The conversation around McLaren’s rise has been almost entirely about raw speed - the MCL-era upgrades, the wind tunnel hours, the aerodynamic gains. That framing is not wrong, but it is incomplete. What has quietly separated McLaren in races - not just qualifying - is an ability to manage tyre degradation that no other team on the grid is currently replicating at the same level.

Watch the final stint of almost any race where Lando Norris or Oscar Piastri is in a points position. The lap times do not drop the way they should. Where a Mercedes or Ferrari driver begins to visibly struggle around lap 40 on a medium compound, the McLarens seem to find a kind of equilibrium. They are not necessarily faster in those moments - they are less slow, and in a sport decided by tenths, that distinction matters enormously.

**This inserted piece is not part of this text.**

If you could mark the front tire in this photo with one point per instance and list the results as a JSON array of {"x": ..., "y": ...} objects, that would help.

This is partly the car. The MCL60 onwards has been consistently praised for its mechanical balance and how gently it loads the rear tyres through slow corners. Less sliding means less heat generation means longer tyre life. But the car does not drive itself, and both Norris and Piastri have developed habits - throttle application on exit, brake bias adjustments mid-stint - that amplify what the engineering gives them.

Piastri is the more interesting case

Norris has been managing tyres in F1 since 2019 and has had years to refine his feel for it. Piastri is only in his third full season and is already doing this at a level that suggests the skill came unusually fast. His 2025 Monaco race was the clearest example - he held a medium compound together across a stint length that most engineers would have called aggressive.

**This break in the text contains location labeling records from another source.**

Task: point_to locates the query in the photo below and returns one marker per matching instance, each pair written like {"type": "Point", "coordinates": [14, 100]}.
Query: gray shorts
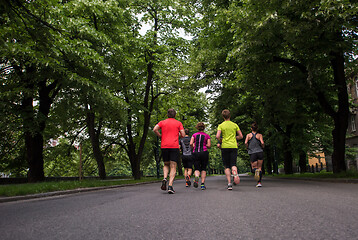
{"type": "Point", "coordinates": [256, 156]}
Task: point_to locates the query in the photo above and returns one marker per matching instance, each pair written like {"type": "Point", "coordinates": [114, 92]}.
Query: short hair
{"type": "Point", "coordinates": [200, 126]}
{"type": "Point", "coordinates": [171, 113]}
{"type": "Point", "coordinates": [226, 114]}
{"type": "Point", "coordinates": [254, 126]}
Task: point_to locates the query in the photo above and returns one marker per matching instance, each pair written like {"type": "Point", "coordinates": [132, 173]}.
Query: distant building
{"type": "Point", "coordinates": [318, 160]}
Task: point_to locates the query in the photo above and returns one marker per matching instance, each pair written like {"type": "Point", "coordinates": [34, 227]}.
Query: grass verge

No other team is consistently threading this needle. Red Bull’s car demands more from the front axle, which creates tyre stress that becomes visible late in races. Ferrari’s drivers are inconsistent in this area - Carlos Sainz was exceptional at it, and his absence from the team has not been replaced. George Russell at Mercedes is methodical, but the W-car’s fundamental characteristics work against him.

The talking point in F1 commentary is always about strategy calls - when to pit, which compound to start on. That analysis is legitimate but overweighted. Strategy only works if the driver can execute the stint as planned. McLaren’s advantage is that their drivers almost always can.